ここまで説明してきたように、国家試験機関「キャリアコンサルティング協議会」は、平成30年3月の厚生労働省の見直しに合わせて「キャリアコンサルタント試験の出題範囲」を改定しました。
新「キャリアコンサルタント試験の出題範囲(キャリアコンサルタント試験の試験科目及びその範囲並びにその細目)」の適用は、2020年度(令和2)からの試験となっています。
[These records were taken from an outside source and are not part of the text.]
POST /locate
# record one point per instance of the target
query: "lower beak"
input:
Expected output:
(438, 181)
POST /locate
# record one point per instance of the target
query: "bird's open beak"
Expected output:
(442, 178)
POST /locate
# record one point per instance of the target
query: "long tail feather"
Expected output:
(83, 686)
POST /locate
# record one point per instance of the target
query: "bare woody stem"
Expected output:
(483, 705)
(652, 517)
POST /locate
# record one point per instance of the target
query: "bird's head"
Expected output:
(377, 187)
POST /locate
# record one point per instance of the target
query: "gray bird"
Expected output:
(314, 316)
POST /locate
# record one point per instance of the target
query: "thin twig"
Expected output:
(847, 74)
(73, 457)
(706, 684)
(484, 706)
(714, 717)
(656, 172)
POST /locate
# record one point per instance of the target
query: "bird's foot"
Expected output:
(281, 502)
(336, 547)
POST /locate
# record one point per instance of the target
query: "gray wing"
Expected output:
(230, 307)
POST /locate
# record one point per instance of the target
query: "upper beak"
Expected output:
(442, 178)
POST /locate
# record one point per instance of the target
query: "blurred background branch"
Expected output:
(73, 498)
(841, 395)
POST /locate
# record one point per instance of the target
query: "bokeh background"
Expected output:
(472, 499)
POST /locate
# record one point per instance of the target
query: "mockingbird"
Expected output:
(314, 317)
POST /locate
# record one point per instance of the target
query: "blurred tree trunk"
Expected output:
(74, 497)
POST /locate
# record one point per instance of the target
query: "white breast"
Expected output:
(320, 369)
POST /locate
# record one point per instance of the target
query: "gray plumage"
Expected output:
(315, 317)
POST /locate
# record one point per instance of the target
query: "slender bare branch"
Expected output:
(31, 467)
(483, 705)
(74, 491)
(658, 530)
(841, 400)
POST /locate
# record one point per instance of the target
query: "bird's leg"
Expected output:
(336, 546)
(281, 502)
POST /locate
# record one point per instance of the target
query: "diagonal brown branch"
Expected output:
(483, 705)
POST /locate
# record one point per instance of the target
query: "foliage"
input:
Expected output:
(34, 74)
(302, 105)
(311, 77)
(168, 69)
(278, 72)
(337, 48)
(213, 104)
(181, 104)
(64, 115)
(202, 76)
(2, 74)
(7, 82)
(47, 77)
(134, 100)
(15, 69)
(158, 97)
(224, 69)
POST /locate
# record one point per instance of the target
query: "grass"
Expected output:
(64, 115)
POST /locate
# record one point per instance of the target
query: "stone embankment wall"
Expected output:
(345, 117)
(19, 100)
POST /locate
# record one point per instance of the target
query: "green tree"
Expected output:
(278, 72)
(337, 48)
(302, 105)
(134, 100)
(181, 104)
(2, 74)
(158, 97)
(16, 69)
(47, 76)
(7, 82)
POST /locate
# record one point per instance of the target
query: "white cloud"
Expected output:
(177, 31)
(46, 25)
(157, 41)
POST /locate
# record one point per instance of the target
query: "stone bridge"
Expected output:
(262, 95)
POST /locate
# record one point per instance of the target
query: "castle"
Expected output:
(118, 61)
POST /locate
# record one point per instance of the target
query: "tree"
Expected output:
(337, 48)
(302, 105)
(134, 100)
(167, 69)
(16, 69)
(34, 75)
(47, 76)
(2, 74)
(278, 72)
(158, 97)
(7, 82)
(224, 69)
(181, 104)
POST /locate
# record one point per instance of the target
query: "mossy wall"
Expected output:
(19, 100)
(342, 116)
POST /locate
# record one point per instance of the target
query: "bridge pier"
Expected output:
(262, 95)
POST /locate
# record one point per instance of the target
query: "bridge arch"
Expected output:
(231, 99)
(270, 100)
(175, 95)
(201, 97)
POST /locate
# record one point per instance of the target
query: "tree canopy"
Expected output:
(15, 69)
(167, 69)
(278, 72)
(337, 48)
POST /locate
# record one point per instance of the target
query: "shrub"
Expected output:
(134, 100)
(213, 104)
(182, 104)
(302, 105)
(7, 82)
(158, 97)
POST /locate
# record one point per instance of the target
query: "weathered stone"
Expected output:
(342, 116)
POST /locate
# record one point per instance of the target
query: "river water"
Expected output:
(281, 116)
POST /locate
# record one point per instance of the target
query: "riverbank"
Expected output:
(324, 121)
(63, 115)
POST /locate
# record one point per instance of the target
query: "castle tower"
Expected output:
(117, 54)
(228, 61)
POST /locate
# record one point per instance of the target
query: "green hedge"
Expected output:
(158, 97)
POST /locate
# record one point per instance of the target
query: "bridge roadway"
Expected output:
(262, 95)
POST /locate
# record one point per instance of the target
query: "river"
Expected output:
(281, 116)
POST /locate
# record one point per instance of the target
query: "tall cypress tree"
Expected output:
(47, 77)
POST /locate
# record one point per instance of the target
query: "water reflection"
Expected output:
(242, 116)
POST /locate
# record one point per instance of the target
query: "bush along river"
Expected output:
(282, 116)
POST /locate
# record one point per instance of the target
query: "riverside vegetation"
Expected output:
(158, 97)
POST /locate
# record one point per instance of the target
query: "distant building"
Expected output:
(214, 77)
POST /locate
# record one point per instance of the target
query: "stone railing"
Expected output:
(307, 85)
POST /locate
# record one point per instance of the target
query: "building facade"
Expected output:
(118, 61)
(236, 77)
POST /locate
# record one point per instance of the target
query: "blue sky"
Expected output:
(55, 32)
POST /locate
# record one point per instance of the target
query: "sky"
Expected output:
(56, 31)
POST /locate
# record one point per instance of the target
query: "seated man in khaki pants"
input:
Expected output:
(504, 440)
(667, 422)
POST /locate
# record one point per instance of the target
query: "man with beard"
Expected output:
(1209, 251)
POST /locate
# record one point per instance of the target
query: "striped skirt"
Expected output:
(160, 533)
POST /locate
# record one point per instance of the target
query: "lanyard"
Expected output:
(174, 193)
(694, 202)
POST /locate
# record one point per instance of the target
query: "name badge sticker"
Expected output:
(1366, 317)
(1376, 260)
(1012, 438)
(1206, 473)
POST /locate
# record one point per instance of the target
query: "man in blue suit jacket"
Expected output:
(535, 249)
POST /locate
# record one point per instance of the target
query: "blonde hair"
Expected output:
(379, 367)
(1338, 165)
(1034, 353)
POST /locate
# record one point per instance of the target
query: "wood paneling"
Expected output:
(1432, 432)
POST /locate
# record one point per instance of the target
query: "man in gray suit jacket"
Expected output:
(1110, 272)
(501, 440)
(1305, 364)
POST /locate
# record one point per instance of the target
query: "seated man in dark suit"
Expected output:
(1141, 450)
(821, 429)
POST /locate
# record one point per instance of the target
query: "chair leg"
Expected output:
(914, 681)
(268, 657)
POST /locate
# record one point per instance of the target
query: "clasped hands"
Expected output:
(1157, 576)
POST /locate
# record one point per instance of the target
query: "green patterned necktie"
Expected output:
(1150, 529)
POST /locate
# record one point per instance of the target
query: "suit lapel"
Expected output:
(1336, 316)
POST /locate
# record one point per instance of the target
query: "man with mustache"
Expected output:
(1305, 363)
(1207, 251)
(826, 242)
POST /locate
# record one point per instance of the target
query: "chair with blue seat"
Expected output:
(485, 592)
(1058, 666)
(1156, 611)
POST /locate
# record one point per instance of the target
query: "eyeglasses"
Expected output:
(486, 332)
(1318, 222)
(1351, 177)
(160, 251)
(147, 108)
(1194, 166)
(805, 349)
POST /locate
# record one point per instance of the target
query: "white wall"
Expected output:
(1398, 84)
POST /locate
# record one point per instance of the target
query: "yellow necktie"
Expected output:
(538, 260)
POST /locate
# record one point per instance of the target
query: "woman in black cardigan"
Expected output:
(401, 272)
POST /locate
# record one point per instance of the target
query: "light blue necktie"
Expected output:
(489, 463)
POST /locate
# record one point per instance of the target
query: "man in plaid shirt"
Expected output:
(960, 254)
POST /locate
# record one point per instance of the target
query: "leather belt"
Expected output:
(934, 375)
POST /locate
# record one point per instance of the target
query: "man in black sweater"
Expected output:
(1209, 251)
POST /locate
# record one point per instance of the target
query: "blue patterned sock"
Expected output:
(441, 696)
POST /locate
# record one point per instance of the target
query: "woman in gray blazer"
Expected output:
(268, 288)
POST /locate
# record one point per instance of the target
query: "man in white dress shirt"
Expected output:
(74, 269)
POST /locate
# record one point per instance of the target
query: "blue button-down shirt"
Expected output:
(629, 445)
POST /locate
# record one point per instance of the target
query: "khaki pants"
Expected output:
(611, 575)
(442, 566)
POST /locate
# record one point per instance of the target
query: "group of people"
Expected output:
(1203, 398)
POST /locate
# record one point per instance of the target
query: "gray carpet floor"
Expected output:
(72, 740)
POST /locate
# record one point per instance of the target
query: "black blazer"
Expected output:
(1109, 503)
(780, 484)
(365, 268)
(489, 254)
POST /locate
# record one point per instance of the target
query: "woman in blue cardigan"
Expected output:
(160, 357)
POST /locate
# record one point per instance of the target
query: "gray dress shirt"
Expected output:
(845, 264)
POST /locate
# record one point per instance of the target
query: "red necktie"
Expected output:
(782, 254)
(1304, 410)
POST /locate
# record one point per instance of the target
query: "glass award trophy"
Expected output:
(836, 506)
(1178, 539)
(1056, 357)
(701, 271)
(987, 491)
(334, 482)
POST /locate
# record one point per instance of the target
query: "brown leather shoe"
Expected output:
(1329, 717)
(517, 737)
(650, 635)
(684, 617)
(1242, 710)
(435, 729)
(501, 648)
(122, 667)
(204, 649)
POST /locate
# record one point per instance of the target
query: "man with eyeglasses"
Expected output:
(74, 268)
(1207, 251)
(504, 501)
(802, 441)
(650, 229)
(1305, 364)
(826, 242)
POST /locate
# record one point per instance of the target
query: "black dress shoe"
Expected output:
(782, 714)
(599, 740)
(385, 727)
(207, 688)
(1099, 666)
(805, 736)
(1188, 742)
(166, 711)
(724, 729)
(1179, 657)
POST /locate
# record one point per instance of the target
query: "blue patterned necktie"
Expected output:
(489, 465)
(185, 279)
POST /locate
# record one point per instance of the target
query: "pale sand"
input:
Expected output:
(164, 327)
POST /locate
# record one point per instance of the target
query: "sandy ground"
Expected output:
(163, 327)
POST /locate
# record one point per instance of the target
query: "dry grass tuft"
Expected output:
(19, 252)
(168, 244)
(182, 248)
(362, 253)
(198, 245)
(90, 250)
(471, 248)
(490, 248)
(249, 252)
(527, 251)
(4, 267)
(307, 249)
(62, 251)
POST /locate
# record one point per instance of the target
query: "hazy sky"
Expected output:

過去問ではいろいろな法律の理解が問われます。キャリアコンサルタントを目指す方は法律を理解するに、まず(目的)第1条又はそれに準じる条文を読んでおくことが必要です。併せて、第2条以下の概要を把握しておきましょう。

【問 う】
労働保険、社会保険に関する次の記述のうち、正しいものはどれか。
1.労働者災害補償保険は、業務災害と二次健康診断等給付のみを給付対象としている。
2.雇用保険は、失業に対する給付のみを対象としている。
3.健康保険は、傷病に対する給付だけでなく、出産、死亡に関する給付も行っている。
4.厚生年金保険は、日本国内に住所を有する20歳以上の者のみが加入する。

【正解 3】

【解説】
1.誤り
保険の給付の対象は、労働者災害補償保険法第7条にその規定がある。その給付対象は、①労働者の業務上の負傷、疾病、障害又は死亡(「業務災害」 という。)に関する給付、②労働者の通勤による負傷、疾病、障害又は死亡(「通勤災害」という。)に関する給付、③二次健康診断等給付、となっている。

2.誤り
雇用保険法では、第十条に、失業等給付は、求職者給付、就職促進給付、教育訓練給付及び雇用継続給付とする、と規定されている。
また、求職者給付には基本手当、技能習得手当、寄宿手当、傷病手当があり、雇用継続給付には、高年齢雇用継続基本給付金及び高年齢再就職給付金、育児休業給付金、介護休業給付金がある。

3.正解
健康保険法 52条に規定がある。

4.誤り
厚生年金保険法では、20歳未満の者であっても被保険者となる。(9条で70歳未満)

この問には、労災保険法、雇用保険法、健康保険法、厚生年金保険法が出てきます。

前回までに、労災保険法、雇用保険法、健康保険法を勉強しましたので、キャリアコンサルタントを目指す方は、ここでは厚生年金保険法を勉強します。

【厚生年金保険法】
(この法律の目的)
第一条 この法律は、労働者の老齢、障害又は死亡について保険給付を行い、労働者及びその遺族の生活の安定と福祉の向上に寄与することを目的とする。

(管掌)
第二条 厚生年金保険は、政府が、管掌する。

(年金額の改定)
第二条の二 この法律による年金たる保険給付の額は、国民の生活水準、賃金その他の諸事情に著しい変動が生じた場合には、変動後の諸事情に応ずるため、速やかに改定の措置が講ぜられなければならない。

(財政の均衡)
第二条の三 厚生年金保険事業の財政は、長期的にその均衡が保たれたものでなければならず、著しくその均衡を失すると見込まれる場合には、速やかに所要の措置が講ぜられなければならない。

(財政の現況及び見通しの作成)
第二条の四 政府は、少なくとも五年ごとに、保険料及び国庫負担の額並びにこの法律による保険給付に要する費用の額その他の厚生年金保険事業の財政に係る収支についてその現況及び財政均衡期間における見通しを作成しなければならない。

(用語の定義)
第三条 この法律において、次の各号に掲げる用語の意義は、それぞれ当該各号に定めるところによる。
一 保険料納付済期間 国民年金法第五条第一項に規定する保険料納付済期間をいう。
二 保険料免除期間 国民年金法第五条第二項に規定する保険料免除期間をいう。
三 報酬 賃金、給料、俸給、手当、賞与その他いかなる名称であるかを問わず、労働者が、労働の対償として受ける全てのものをいう。ただし、臨時に受けるもの及び三月を超える期間ごとに受けるものは、この限りでない。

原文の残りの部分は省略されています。